Refah ve Fazilet partilerinin kapatılmasına karşı çıkan Anayasa Mahkemesi eski üyesi Sacit Adalı, 28 Şubat Komisyonu`na bilgi verdi. Adalı, "Yargı brifinglerine korktuğum için katıldım" dedi.

28 Şubat sürecinde Refah ve Fazilet partilerinin kapatılması istemiyle açılan davalarda kapatmaya karşı çıkan dönemin Anayasa Mahkemesi üyesi Sacit Adalı, TBMM Darbe ve Muhtıraları Araştırma Komisyonu`nda açıklamalarda bulundu.

28 Şubat Alt Komisyonu`na konuşan Sacit Adalı, yargı brifingine korktuğu için katıldığını söyledi.

Adalı, şu ifadeleri kullandı: "En son brifing verilme hadisesine ben de katıldım. Utanarak ve sıkılarak ifade edeyim ki korktuğum için katıldım. Kimse `bunu şöyle, böyle yap` demedi, davet gelmedi. Ama öyle hava, atmosfer, iklim yaratılmıştı ki... Sizi yönlendiriyorlar, sizin nasıl hareket edeceğinizi biçimlendiriyorlar. Atatürk, cumhuriyet düşmanı itham edildiğimiz durumlarda siz nasıl, ne yapacağınızı bilemez duruma geliyorsunuz. O kadar psikolojik baskı uygulandı. Brifing tam bir toplum mühendisliğidir. Korkarak gittiğimi utanarak söylerken, bir cesareti de söyleyebilirim. Orada ikide bir alkış ve ayağa kalkmalara yerinde oturarak karşılık veren, alkışlamayan 5-6 kişiden biriydim.

Herkes herkesten korkmaya şüphe etmeye başladı. Birileri ürktü. Bu baskıyı yüzde yüz hissettiğimi açıkça söyleyebilirim. O atmosfer insanları yönlendiriyordu. Askerlerimize de müteşekkirim, herkese müteşekkirim iyi ki bu işler oldu. Türkiye`nin yenileşmesi, düzenlenmesi, reforma tabi tutulması için böyle bir kargaşanın olması lazımdı.

28 Şubat`ın ekonomik hadise olduğu düşüncemi muhafaza ediyorum. Tamamen salt askeri operasyon değildir. Ne 1960 ne 1980 ihtilali, ne de 28 Şubat postmodern darbedir. Belli ellerde olan sermayenin kendisine rakip gelme tehlikesini görmesi karşısında daha bu tehlikenin doğmadan boğulması operasyonudur belki de. Nitekim birçok şirket elemine edildi. Bankaların ortadan kaldırılması yaşandı. Kendiliğinden mi oldu?

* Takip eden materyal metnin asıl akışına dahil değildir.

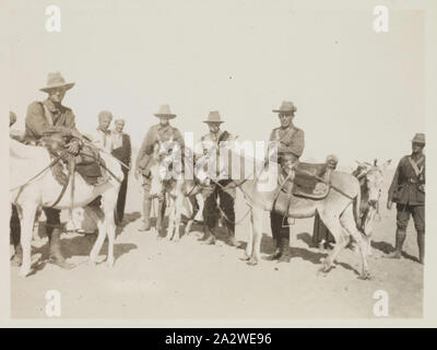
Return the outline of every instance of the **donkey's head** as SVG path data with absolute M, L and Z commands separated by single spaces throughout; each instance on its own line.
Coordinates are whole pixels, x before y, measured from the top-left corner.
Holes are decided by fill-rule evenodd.
M 173 139 L 156 142 L 153 147 L 151 171 L 152 197 L 160 196 L 164 190 L 164 182 L 180 176 L 184 166 L 180 147 Z
M 382 192 L 383 172 L 391 163 L 391 160 L 388 160 L 382 165 L 378 165 L 377 160 L 374 161 L 374 164 L 367 162 L 357 163 L 358 167 L 353 172 L 353 175 L 359 180 L 362 188 L 364 188 L 364 195 L 368 200 L 368 205 L 375 208 Z

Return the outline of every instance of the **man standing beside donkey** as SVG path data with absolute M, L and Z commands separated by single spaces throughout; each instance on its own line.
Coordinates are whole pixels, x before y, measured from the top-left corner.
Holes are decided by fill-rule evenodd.
M 410 215 L 417 232 L 418 261 L 425 258 L 425 135 L 416 133 L 412 140 L 412 154 L 403 156 L 389 189 L 387 208 L 397 203 L 395 250 L 391 258 L 399 259 L 406 237 Z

Gözbebeği ordumuz bu işi kara gözü, kara kaşı için mi yaptı? Hudutları beklemek gerekiyorken içeride düşman peydah etmenin manası neydi? `İrancı olacaklar, İran geliyor` deniyordu. Şerefimle, namusumla ifade edeyim ki bu millet asla İran olmaz. O korku salınma hadisesi son derece abesti. Türkiye bence iktidar mücadelesi yaşadı. Şimdi o iktidar mücadelesinin sivilleşme dönemini yaşıyoruz. Çok şükür taşlar yerine oturuyor. Artık kaynağını anayasadan almayan yetkinin kullanılmaz olduğu anlaşılıyor. Biz bizi ezdik."

KOMİSYONDA İLGİNÇ İTİRAFLAR GELİYOR

Komisyonun şu ana kadar konuştu isimlerden ilginç itiraflar geldi. Dönemin İstanbul Valisi Erol Çakır da, komisyona yaptığı açıklamalarda dönemin 1. Ordu Komutanı Çetin Doğan`ın İstanbul`daki İmam-Hatip Liseleri`nde öğrencilerin başlarının açılması konusunda yaptığı baskıları anlatmıştı. Çetin Doğan, Balyoz Darbe Planı Davası`nda, darbeye eksik teşebbüsten 20 yıl hapse mahkum edilmişti.